Então, este é o princípio de fé e conduta do povo de Deus: Obedecer aos Seus mandamentos, pois Ele é o único Deus, digno de nossa adoração! Ele exige obediência e exclusividade! Pense nisso!

sexta-feira, 28 de julho de 2017

DAR AS MÃOS PARA SALVAR

salvamento


Pr. Cleber Montes Moreira

“Porque nós somos cooperadores de Deus...” (1 Coríntios 3:9)


No dia 08 de julho de 2017, o que seria uma tragédia de terríveis proporções na  praia de Panama City, na Flórida, transformou-se numa demonstração do que a união de força entre as pessoas pode realizar. Nove banhistas, sendo seis da mesma família, que estavam por se afogar, foram salvos por uma corrente humana de 80 pessoas.

Aconteceu quando uma mãe, ao ouvir os gritos de socorro de seus dois filhos, entrou correndo na água, junto com o pai das crianças, um primo, a avó e outras três pessoas que foram ajudar. Ao chegarem ao lugar onde as crianças estavam, com 5 metros de profundidade, perceberam que não conseguiriam sair dali e começaram a gritar.

Rapidamente a corrente humana que se formou para salvar aquelas vidas conseguiu avançar cerca de 100 metros mar a dentro. A avó sofreu um enfarto e foi hospitalizada, mas o restante da família e as outras três pessoas foram salvas graças a união dos que deram as mãos para salvar.

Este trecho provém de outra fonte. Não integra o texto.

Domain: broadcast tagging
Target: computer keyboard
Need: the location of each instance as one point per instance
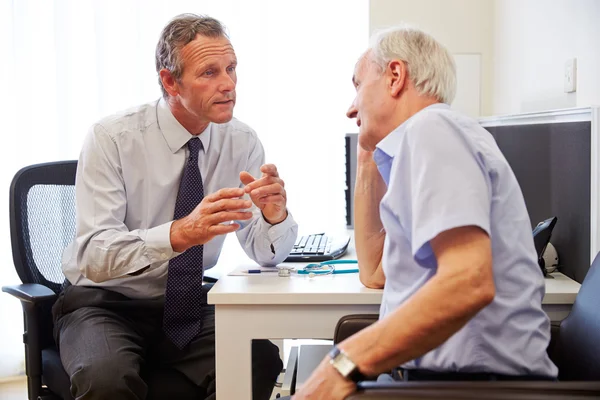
(318, 247)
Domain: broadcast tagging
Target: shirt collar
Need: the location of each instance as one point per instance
(388, 146)
(174, 133)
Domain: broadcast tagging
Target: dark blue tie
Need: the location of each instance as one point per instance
(183, 298)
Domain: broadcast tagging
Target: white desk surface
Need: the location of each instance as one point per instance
(329, 289)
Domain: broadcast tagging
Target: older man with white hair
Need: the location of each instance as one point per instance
(441, 225)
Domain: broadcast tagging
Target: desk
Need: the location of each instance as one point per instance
(271, 307)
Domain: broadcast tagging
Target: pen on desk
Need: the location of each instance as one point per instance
(261, 271)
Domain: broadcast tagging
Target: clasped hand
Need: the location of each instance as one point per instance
(213, 215)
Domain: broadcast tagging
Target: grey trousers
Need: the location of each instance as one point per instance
(106, 341)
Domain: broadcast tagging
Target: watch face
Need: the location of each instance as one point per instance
(343, 364)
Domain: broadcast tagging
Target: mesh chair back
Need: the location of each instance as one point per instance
(42, 221)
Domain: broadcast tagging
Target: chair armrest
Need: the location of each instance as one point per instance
(489, 390)
(30, 292)
(348, 325)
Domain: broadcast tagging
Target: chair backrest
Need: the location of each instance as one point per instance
(541, 237)
(579, 337)
(42, 221)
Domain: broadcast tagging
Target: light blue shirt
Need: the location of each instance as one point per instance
(444, 171)
(128, 176)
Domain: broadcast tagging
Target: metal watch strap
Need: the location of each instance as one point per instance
(354, 375)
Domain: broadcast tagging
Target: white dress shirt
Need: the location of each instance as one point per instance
(127, 181)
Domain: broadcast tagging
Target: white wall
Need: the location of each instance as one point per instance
(532, 41)
(463, 26)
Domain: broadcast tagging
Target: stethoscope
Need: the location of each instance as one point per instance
(321, 268)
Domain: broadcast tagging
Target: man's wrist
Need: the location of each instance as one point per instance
(275, 221)
(179, 242)
(345, 366)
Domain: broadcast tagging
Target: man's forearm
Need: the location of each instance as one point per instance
(420, 325)
(368, 229)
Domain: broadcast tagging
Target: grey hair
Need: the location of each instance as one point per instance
(176, 34)
(430, 66)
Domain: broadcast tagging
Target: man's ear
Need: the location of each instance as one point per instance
(169, 83)
(397, 77)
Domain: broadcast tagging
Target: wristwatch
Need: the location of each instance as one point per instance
(345, 366)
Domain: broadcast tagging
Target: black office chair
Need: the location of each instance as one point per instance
(42, 223)
(574, 348)
(541, 237)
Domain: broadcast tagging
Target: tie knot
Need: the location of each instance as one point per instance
(194, 145)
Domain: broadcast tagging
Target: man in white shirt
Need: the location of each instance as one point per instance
(440, 225)
(157, 189)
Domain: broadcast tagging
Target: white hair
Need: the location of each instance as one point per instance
(430, 66)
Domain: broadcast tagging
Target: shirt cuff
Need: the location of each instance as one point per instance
(158, 243)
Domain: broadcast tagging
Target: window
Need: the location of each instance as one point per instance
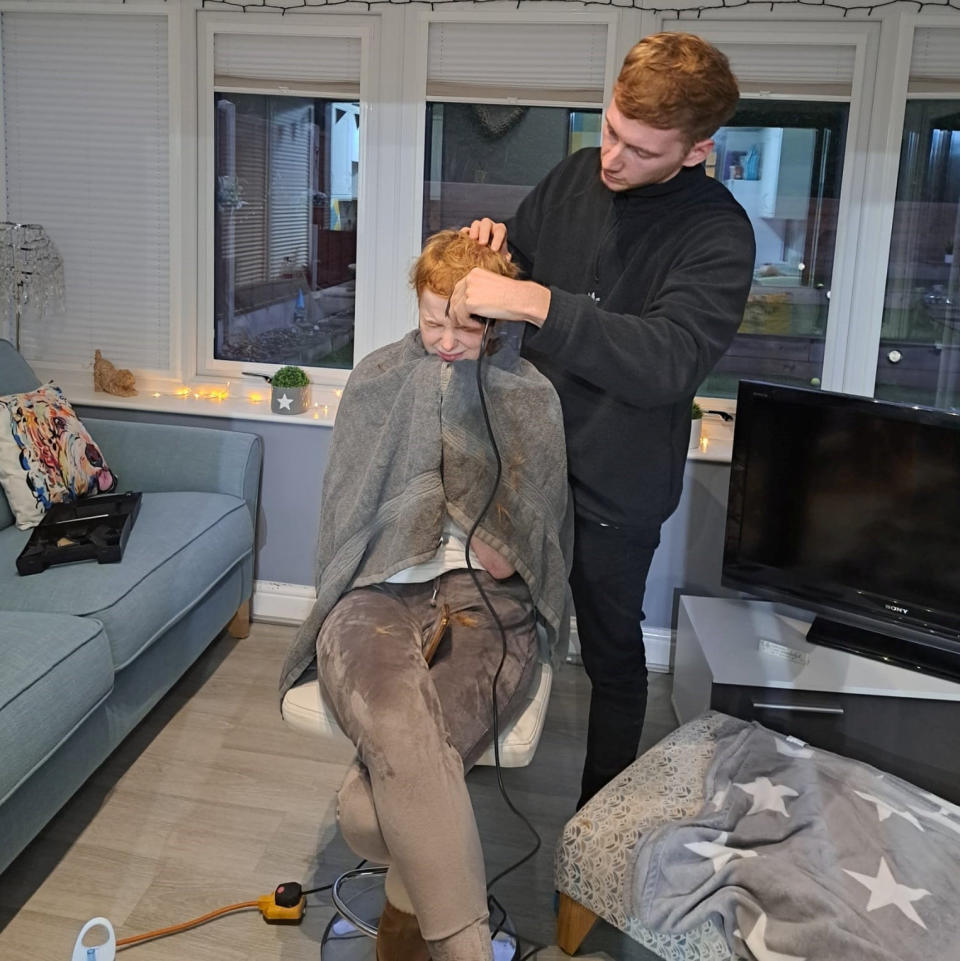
(919, 355)
(285, 229)
(505, 104)
(87, 156)
(795, 155)
(282, 181)
(782, 160)
(484, 158)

Este episódio serve como exemplo do que ocorre quando pessoas se unem em torno de um objetivo. O mesmo acontece quando cristãos dão as mãos, somando esforços, para salvar os perdidos. As mãos que se unem, os pés dos que vão, os joelhos que se dobram, os lábios que proclamam, os corações que pulsam por missões, a liberalidade dos irmãos… tudo isso são ações necessárias e eficazes para salvar pessoas sem Cristo, que se afogam no mar da perdição. Que tal darmos as mãos e, como instrumentos de Deus, formarmos uma corrente para resgatarmos os que perecem? Nós somos aqueles que Deus quer usar!